I suppose I could pick up one or another of my own books and read – but it is not the same.  But when it’s time to say goodbye…

Okay, What I’m Doing…


I really need to update this blog on a regular basis.  It does tend to be hit or miss, but I don’t want to bore everyone with my writing issues and enjoyments (though I find it enjoyable). 
For example, I have the nicest recipe for Thai-style soup that works up quickly, has low fat and sodium, and makes wonderful left-overs for the next day.  In fact, if you can hold off eating it for two days it’s really good.  I’ll post it if I can find a good photo.

Currently I’m in the middle of NaNoWriMo, which is a contest of sorts where you attempt to write 50,000 words in thirty days.  To reduce that to understandable terms,a printed page – as in, say, a paperback of normal size such as you sneak on mass transit and hope no one notices you reading it – Harlequin Romance, to be precise – has about 275 words per page.  50,000 words translates to  181 pages.  A normal-sized harlequin.

Lots of people seem to think that they must produce a finished, polished, to-be-published-then-and-there manuscript, but that is not the case.  The founder of NaNo, Chris Baty, says that the task is to write 50,000 words.  And he gives some examples of what counts,
I have some Egyptian stories (you have noticed, haven’t you?) that feature some Egyptian names.  If I type (with apologies to A. A. Milne):

 Ramesses strode down the hallway, yanked open the door to the Imperial Kitchen s and snapped, “Nobody can call me a fussy man – but I do like a little bit of butter on my bread!”

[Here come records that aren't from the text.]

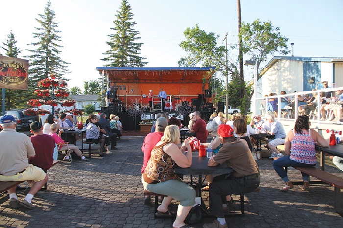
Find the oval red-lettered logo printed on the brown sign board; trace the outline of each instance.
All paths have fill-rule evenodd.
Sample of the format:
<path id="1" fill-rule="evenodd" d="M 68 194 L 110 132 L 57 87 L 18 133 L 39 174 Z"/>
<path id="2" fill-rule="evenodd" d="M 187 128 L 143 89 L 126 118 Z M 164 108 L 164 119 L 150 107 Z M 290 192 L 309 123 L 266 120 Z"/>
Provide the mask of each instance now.
<path id="1" fill-rule="evenodd" d="M 0 61 L 0 82 L 7 85 L 19 85 L 27 80 L 27 69 L 20 63 Z"/>

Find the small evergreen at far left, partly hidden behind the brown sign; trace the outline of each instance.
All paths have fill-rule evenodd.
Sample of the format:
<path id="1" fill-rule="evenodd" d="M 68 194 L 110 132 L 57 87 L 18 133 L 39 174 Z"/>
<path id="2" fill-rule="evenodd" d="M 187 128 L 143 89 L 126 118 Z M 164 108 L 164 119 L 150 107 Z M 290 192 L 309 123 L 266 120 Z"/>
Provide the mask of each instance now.
<path id="1" fill-rule="evenodd" d="M 21 50 L 16 46 L 16 37 L 12 31 L 7 35 L 7 42 L 2 42 L 2 44 L 4 46 L 2 46 L 1 49 L 6 51 L 6 56 L 18 58 L 18 54 Z M 2 90 L 0 90 L 0 96 L 2 98 Z M 9 110 L 26 107 L 26 97 L 27 91 L 25 90 L 5 89 L 5 109 Z"/>

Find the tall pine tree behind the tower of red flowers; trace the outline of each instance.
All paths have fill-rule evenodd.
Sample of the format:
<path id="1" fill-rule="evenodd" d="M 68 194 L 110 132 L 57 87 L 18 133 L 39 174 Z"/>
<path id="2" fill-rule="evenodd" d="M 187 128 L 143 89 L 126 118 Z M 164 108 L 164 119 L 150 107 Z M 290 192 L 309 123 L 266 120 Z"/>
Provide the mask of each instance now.
<path id="1" fill-rule="evenodd" d="M 63 46 L 57 44 L 57 42 L 61 41 L 61 37 L 57 35 L 60 31 L 56 30 L 58 23 L 53 21 L 55 12 L 50 7 L 51 2 L 48 0 L 44 8 L 44 14 L 38 14 L 40 19 L 36 18 L 41 27 L 36 27 L 37 32 L 33 33 L 33 37 L 37 38 L 38 41 L 29 44 L 37 47 L 37 49 L 28 50 L 32 52 L 32 55 L 26 56 L 30 58 L 29 90 L 35 90 L 37 82 L 48 78 L 48 74 L 53 74 L 56 79 L 68 81 L 63 75 L 69 73 L 67 70 L 69 63 L 63 61 L 60 57 L 61 51 L 58 48 Z"/>

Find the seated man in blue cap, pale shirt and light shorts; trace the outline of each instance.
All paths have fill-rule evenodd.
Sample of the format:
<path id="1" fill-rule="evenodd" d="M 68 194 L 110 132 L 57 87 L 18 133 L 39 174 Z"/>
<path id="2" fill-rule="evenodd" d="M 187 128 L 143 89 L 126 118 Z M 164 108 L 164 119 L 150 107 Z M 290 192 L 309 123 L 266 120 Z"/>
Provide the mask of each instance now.
<path id="1" fill-rule="evenodd" d="M 11 115 L 4 115 L 0 119 L 0 181 L 34 181 L 26 197 L 19 201 L 16 187 L 7 190 L 9 205 L 12 208 L 24 206 L 33 209 L 32 198 L 48 181 L 48 174 L 41 168 L 28 164 L 27 158 L 35 156 L 30 138 L 23 133 L 16 132 L 16 120 Z"/>

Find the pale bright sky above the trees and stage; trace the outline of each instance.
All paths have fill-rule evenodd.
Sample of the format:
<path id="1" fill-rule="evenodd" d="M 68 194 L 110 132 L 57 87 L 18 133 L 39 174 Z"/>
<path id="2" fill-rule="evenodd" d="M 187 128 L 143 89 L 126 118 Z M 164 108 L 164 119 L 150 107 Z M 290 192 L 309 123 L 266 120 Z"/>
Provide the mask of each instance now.
<path id="1" fill-rule="evenodd" d="M 99 78 L 96 67 L 107 64 L 100 59 L 109 46 L 109 34 L 122 0 L 51 0 L 54 22 L 60 31 L 63 46 L 61 58 L 69 62 L 68 88 Z M 177 67 L 186 56 L 179 44 L 185 40 L 183 32 L 197 23 L 201 30 L 219 35 L 219 45 L 228 33 L 228 43 L 237 44 L 237 0 L 128 0 L 131 5 L 133 27 L 141 37 L 145 67 Z M 27 44 L 37 41 L 33 32 L 40 27 L 35 19 L 44 13 L 47 0 L 0 0 L 0 46 L 12 32 L 19 58 L 29 55 Z M 241 0 L 242 22 L 256 19 L 270 20 L 294 43 L 294 56 L 343 57 L 343 1 L 342 0 Z M 341 25 L 340 25 L 341 24 Z M 0 53 L 4 51 L 0 49 Z M 275 54 L 279 56 L 280 54 Z M 245 57 L 244 57 L 245 58 Z M 272 56 L 270 56 L 270 59 Z M 267 62 L 266 62 L 267 64 Z M 252 75 L 251 75 L 252 76 Z M 249 78 L 245 75 L 245 78 Z"/>

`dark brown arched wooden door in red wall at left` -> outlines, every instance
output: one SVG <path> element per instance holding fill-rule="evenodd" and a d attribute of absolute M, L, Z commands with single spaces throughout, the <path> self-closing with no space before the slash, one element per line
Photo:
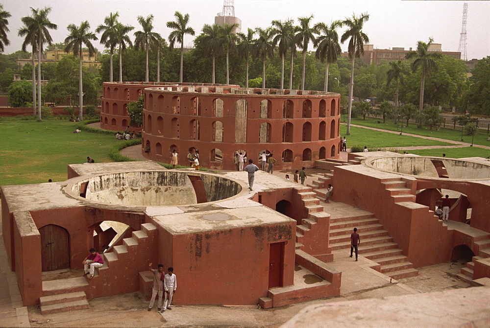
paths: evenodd
<path fill-rule="evenodd" d="M 43 271 L 70 268 L 70 245 L 68 232 L 49 224 L 39 229 L 41 234 L 41 262 Z"/>

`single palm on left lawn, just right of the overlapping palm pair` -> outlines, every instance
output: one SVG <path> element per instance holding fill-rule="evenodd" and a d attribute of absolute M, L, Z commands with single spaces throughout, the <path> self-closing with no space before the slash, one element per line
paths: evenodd
<path fill-rule="evenodd" d="M 97 53 L 96 48 L 90 42 L 91 40 L 97 40 L 97 36 L 93 32 L 89 32 L 90 24 L 88 21 L 80 23 L 80 26 L 76 26 L 75 24 L 70 24 L 67 27 L 68 36 L 65 39 L 65 51 L 78 57 L 78 61 L 80 63 L 79 71 L 78 71 L 78 105 L 80 107 L 78 117 L 80 120 L 83 119 L 83 88 L 82 88 L 82 47 L 85 47 L 89 50 L 89 56 L 93 56 Z"/>

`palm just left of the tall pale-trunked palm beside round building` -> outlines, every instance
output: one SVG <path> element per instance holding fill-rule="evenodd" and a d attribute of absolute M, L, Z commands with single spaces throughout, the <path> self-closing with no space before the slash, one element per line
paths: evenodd
<path fill-rule="evenodd" d="M 328 64 L 335 63 L 337 56 L 341 54 L 342 49 L 339 45 L 339 34 L 337 28 L 342 27 L 341 21 L 334 21 L 330 23 L 330 26 L 325 23 L 315 24 L 315 28 L 323 33 L 314 42 L 317 52 L 317 57 L 325 65 L 325 85 L 323 91 L 328 91 Z"/>

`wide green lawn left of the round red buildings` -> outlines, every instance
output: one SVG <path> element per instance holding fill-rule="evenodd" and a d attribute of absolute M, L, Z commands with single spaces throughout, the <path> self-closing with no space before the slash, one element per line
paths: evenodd
<path fill-rule="evenodd" d="M 0 120 L 0 186 L 65 181 L 67 164 L 112 162 L 110 135 L 75 130 L 66 120 Z"/>

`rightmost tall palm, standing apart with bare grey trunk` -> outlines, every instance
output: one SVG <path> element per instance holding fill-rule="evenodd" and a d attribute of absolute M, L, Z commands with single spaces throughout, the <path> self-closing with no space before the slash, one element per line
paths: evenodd
<path fill-rule="evenodd" d="M 438 65 L 436 59 L 440 59 L 442 55 L 436 51 L 429 51 L 429 47 L 434 42 L 432 38 L 429 39 L 428 43 L 423 41 L 418 41 L 417 50 L 410 51 L 405 55 L 405 58 L 415 59 L 412 63 L 412 70 L 415 73 L 418 68 L 422 69 L 422 78 L 420 79 L 420 103 L 418 105 L 418 114 L 422 115 L 422 109 L 424 107 L 424 86 L 425 86 L 425 76 L 430 76 L 431 70 L 437 70 Z"/>

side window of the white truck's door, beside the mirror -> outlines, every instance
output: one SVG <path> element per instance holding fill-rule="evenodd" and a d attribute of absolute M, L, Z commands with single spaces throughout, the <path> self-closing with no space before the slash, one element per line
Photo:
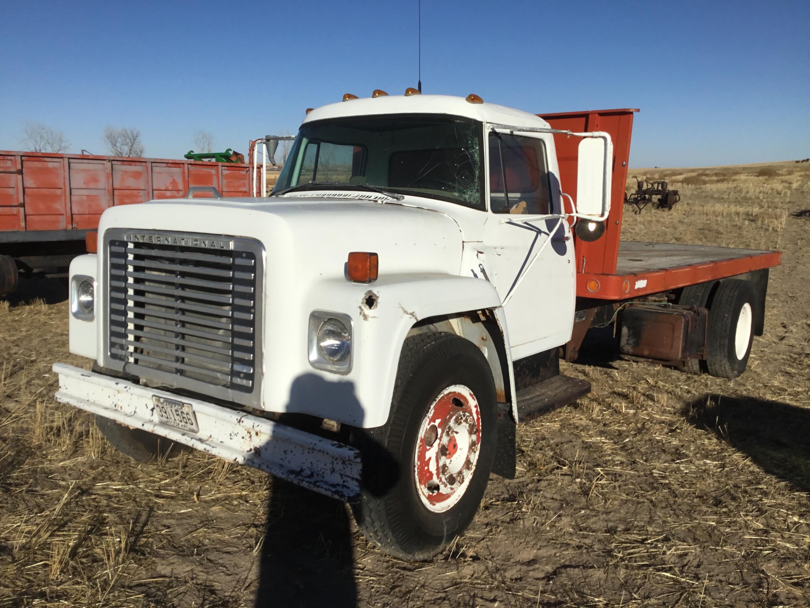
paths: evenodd
<path fill-rule="evenodd" d="M 551 189 L 543 139 L 489 134 L 489 204 L 495 213 L 550 213 Z"/>

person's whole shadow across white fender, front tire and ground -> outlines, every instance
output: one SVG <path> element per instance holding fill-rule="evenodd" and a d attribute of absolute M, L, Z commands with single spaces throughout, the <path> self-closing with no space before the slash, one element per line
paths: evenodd
<path fill-rule="evenodd" d="M 306 414 L 312 404 L 328 404 L 343 420 L 362 425 L 364 410 L 354 383 L 327 381 L 304 374 L 290 388 L 288 414 L 283 421 L 314 435 L 323 435 L 321 418 Z M 343 426 L 335 439 L 361 446 L 360 486 L 385 493 L 397 481 L 393 458 L 368 431 Z M 385 482 L 380 480 L 384 479 Z M 255 608 L 309 608 L 357 605 L 352 528 L 346 504 L 277 477 L 272 480 L 267 507 Z"/>

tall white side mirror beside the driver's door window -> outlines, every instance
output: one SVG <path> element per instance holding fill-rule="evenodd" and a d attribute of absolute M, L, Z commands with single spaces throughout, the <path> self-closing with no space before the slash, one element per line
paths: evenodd
<path fill-rule="evenodd" d="M 610 212 L 613 143 L 610 136 L 586 137 L 577 159 L 577 213 L 604 221 Z"/>

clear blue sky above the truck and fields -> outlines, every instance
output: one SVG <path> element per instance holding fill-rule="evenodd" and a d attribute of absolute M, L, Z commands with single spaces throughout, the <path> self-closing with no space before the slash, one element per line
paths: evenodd
<path fill-rule="evenodd" d="M 642 30 L 637 32 L 636 28 Z M 6 2 L 0 149 L 136 126 L 180 158 L 294 133 L 305 109 L 416 86 L 416 0 Z M 641 108 L 630 165 L 810 156 L 810 2 L 422 2 L 424 92 L 533 113 Z"/>

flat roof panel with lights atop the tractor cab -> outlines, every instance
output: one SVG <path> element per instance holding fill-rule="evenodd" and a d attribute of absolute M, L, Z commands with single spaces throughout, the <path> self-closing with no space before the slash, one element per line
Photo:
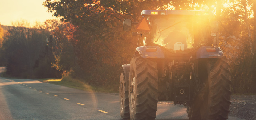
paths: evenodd
<path fill-rule="evenodd" d="M 213 16 L 212 11 L 199 11 L 199 10 L 143 10 L 142 16 L 147 15 L 206 15 Z"/>

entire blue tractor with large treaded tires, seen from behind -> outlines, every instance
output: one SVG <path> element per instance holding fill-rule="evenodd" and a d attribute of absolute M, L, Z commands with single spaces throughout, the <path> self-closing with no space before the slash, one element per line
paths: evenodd
<path fill-rule="evenodd" d="M 230 65 L 214 42 L 219 24 L 212 11 L 143 10 L 136 25 L 141 43 L 131 63 L 121 66 L 122 119 L 154 120 L 158 101 L 187 107 L 190 120 L 228 119 Z"/>

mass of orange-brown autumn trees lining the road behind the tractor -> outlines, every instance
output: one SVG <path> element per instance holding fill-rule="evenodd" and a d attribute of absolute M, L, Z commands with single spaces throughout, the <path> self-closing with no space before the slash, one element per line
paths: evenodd
<path fill-rule="evenodd" d="M 42 41 L 48 39 L 43 44 L 48 44 L 52 55 L 50 67 L 114 90 L 118 89 L 120 66 L 130 64 L 138 40 L 123 31 L 123 19 L 138 22 L 141 11 L 151 9 L 213 11 L 220 23 L 214 44 L 229 58 L 232 92 L 256 93 L 256 5 L 251 0 L 46 0 L 43 5 L 61 20 L 47 20 L 31 29 L 45 36 Z M 12 31 L 4 35 L 3 43 Z M 0 42 L 1 35 L 0 29 Z"/>

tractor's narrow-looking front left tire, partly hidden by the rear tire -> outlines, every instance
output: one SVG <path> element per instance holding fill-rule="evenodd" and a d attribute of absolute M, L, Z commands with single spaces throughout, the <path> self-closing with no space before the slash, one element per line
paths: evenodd
<path fill-rule="evenodd" d="M 119 81 L 119 101 L 122 119 L 130 119 L 128 88 L 126 88 L 124 71 L 121 71 Z"/>

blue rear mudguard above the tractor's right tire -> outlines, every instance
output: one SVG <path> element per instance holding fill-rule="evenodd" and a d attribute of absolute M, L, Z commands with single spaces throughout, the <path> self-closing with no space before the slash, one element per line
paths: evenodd
<path fill-rule="evenodd" d="M 213 48 L 211 46 L 202 46 L 196 52 L 196 58 L 222 58 L 223 51 L 219 47 L 214 47 L 216 49 L 215 52 L 208 52 L 206 48 Z"/>

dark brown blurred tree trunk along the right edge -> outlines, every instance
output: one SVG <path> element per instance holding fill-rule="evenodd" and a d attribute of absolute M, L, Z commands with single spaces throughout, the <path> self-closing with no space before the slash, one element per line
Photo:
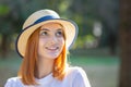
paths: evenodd
<path fill-rule="evenodd" d="M 131 87 L 131 0 L 120 0 L 121 67 L 119 87 Z"/>

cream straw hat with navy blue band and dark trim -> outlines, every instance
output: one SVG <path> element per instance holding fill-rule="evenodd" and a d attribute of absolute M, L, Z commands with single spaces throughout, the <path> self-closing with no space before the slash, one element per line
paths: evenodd
<path fill-rule="evenodd" d="M 78 36 L 78 25 L 70 20 L 60 18 L 52 10 L 39 10 L 34 12 L 24 23 L 21 34 L 16 40 L 16 51 L 21 57 L 25 55 L 25 48 L 28 37 L 41 25 L 56 22 L 64 27 L 66 45 L 70 49 Z"/>

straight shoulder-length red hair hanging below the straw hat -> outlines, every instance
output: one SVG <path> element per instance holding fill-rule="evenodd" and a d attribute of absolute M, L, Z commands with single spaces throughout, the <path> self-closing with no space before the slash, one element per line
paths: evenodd
<path fill-rule="evenodd" d="M 39 28 L 36 29 L 27 40 L 25 55 L 19 71 L 19 76 L 24 85 L 38 85 L 35 80 L 35 73 L 37 70 L 37 50 L 39 39 Z M 67 65 L 67 50 L 66 45 L 60 55 L 55 59 L 52 76 L 62 80 L 66 74 Z"/>

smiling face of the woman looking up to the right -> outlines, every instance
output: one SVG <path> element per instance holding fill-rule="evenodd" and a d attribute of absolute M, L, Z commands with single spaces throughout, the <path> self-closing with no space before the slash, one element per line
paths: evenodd
<path fill-rule="evenodd" d="M 64 46 L 63 27 L 57 23 L 47 23 L 40 27 L 38 57 L 56 59 Z"/>

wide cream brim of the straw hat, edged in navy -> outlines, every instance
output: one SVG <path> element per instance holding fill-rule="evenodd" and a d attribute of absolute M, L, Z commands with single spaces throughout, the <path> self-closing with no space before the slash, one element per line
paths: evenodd
<path fill-rule="evenodd" d="M 66 29 L 64 33 L 67 38 L 66 39 L 67 49 L 70 49 L 72 47 L 72 45 L 74 44 L 74 40 L 78 37 L 78 30 L 79 30 L 78 25 L 73 21 L 62 20 L 62 18 L 44 21 L 38 24 L 31 25 L 29 27 L 23 29 L 22 33 L 19 35 L 16 39 L 16 51 L 22 58 L 25 55 L 25 48 L 26 48 L 27 39 L 29 38 L 29 36 L 38 27 L 50 22 L 60 23 Z"/>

I score 36 words.  Not bad.  But if, having access to his throne names, I type

User – Maat – Re – Sotep – en – Re – Ramesses II Meriamun strode down the hallway, yanked open the door to the Imperial Kitchen s and snapped, “Nobody can call me a fussy man   but I do like a little bit of butter on my bread!”

I score 50.

 
Now, that actually is not cheating per Mr. Baty, bless him.   
Way out of date cover

Mourningtide was last year’s NaNo project, and it’s in final polish, but I was just a trifle burned out and decided to go with Kadesh, which is moving along.  (Check for some chapters on my web page – www.dianawilderauthor.com )

I’ve been going slowly, and yesterday I took a day off to put Mourningtide into print book format for reasons that I am not allowed to discuss.  It was interesting to see that, printed, it is working out to 332 pages, if I include the List of Characters but not my incomplete Author’s Notes.  Considering that Pharaoh’s Son, that behemoth, was 421 pages and had a genesis that spanned nearly twenty years, that is not bad.
So, what on earth am I doing?  Writing and cooking and enjoying autumn.  I’ll have to post photos.
And that recipe, of course.

The hazard or, if you prefer, the muse of writing –


The name of the Muse of Writing, according to the ancient Greeks, was Calliope.  Actually, she was the muse of heroic and epic poetry.  Since I write historical fiction, I think that’s about as close as I come.

I’ve been going hammer and tongs at a new project, and she has been with me every step of the way.  …or do I mean that she has obstructed me?  Hm.  Perhaps that is a better choice of words…

The hard thing is that if you do write, you have to have a muse. 

…but do I have to have one that sits on my keyboard? 

Now all I need is Terpsichore (muse of dance) to tap-dance on my keyboard.  I suspect it’s only a matter of time.